US premiums fall for 12th straight quarter
NEW YORK (Bloomberg) — US property and casualty insurance sales dropped for the 12th straight quarter as employers scaled back coverage with the jobless rate near a quarter-century high.
Policy sales fell 1.3 percent to $105.1 billion in the three months ended March 31, the Property Casualty Insurers Association of America said yesterday in a statement. Until the slump began three years ago, quarterly sales had fallen only twice since 1987.
Manufacturers and builders have cut purchases of workers' compensation coverage while individuals pinched by the economic slump have reduced spending, weighing on sales at insurers including American International Group Inc., Travelers Cos. and State Farm Mutual Automobile Insurance Co. The jobless rate was 9.7 percent in each of the first three months of this year, compared with less than nine percent in the same period in 2009.
"The amount of insurance purchased is not coming back very fast," said Bruce Friedberg, chief actuary of Fireman's Fund Insurance Co., an Allianz SE unit, in an interview this month at Bloomberg headquarters in New York. "I don't view workers' compensation as a very kind place to be right now because of the combination of anaemic payroll growth and rates coming down."
Insurers have cut prices to win business in a declining market, adding to the pressure on revenue.

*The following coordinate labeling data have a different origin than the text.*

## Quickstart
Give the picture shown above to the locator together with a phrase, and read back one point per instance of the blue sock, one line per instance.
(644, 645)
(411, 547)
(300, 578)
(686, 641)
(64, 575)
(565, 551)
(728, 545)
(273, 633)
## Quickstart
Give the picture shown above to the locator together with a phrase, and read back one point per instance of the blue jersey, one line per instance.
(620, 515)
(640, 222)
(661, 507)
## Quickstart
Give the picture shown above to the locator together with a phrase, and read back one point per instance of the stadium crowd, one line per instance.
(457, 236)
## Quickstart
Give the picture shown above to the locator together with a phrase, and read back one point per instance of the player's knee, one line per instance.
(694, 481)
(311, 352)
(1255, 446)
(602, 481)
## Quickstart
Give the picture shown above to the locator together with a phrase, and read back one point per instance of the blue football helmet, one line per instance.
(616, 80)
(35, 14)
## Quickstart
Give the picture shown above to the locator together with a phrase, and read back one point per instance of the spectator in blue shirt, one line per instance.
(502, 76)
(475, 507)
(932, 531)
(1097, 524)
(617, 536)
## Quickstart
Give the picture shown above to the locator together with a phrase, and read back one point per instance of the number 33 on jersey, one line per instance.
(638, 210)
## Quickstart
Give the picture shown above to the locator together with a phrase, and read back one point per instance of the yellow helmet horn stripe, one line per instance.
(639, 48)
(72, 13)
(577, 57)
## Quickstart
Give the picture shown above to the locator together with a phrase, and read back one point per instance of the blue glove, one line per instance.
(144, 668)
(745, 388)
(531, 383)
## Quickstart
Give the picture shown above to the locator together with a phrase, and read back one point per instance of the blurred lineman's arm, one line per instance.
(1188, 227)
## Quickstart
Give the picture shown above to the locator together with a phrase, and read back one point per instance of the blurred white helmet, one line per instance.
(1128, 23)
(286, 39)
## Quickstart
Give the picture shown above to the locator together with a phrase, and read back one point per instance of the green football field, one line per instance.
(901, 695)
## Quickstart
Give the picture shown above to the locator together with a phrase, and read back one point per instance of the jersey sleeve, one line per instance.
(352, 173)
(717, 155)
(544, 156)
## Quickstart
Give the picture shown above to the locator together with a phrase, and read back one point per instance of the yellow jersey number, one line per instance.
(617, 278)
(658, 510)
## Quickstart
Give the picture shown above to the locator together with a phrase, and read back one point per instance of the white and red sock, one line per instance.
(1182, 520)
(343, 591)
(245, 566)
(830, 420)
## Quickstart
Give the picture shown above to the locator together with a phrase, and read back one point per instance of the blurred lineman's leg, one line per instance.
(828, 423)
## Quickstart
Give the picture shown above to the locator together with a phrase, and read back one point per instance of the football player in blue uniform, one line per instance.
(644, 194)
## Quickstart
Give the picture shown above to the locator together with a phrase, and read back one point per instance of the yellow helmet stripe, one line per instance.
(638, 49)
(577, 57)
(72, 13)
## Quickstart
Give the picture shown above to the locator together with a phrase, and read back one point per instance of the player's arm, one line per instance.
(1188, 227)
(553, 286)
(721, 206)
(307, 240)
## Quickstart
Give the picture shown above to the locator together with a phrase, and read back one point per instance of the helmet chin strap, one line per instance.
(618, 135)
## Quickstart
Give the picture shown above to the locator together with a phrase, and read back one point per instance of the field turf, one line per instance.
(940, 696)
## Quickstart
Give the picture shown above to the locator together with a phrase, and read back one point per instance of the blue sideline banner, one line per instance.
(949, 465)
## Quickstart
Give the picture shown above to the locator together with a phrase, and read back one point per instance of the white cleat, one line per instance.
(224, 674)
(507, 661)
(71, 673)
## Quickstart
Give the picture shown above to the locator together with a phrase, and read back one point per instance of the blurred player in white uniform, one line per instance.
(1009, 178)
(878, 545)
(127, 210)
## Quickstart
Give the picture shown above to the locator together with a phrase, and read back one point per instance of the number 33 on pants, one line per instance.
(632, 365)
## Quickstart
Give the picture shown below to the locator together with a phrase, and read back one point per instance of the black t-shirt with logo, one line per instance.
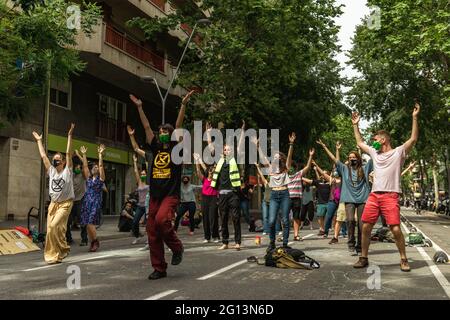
(165, 176)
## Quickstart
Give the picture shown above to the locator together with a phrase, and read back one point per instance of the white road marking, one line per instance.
(435, 246)
(443, 282)
(436, 272)
(69, 262)
(215, 273)
(161, 295)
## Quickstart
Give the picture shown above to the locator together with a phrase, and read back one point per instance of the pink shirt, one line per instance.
(387, 168)
(207, 190)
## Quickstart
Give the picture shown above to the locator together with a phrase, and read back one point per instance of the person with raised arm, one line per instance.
(92, 201)
(384, 198)
(61, 193)
(165, 186)
(355, 190)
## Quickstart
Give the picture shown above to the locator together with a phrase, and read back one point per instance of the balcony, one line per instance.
(111, 129)
(121, 42)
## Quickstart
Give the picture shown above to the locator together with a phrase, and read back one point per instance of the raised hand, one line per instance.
(187, 97)
(101, 149)
(37, 136)
(72, 126)
(130, 131)
(320, 143)
(416, 109)
(355, 118)
(136, 101)
(292, 137)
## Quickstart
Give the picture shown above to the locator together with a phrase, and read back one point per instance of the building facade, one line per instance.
(97, 101)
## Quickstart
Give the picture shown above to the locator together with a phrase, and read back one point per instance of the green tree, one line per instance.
(29, 39)
(271, 63)
(408, 57)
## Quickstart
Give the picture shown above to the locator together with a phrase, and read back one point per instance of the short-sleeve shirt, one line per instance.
(296, 185)
(387, 167)
(79, 186)
(187, 193)
(354, 189)
(165, 175)
(61, 184)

US commercial insurance rates fell 5.3 percent in the three months ended March 31 and have declined in every quarter since 2004, according to a survey by the Council for Insurance Agents and Brokers, a Washington-based trade group. "There is basically too much capital in the markets because of the recession and the drop in insured values," said Richard Ward, chief executive officer of Lloyd's of London, in an interview.
"We have too much capacity and rates have fallen."
The housing slump has pressured sales to individuals for residential coverage.
The decline in written premiums "reflects the ongoing consequences of a once-in-a-generation economic storm," PCI president David Sampson said in the statement. "This challenging economic environment reduces demand for insurance."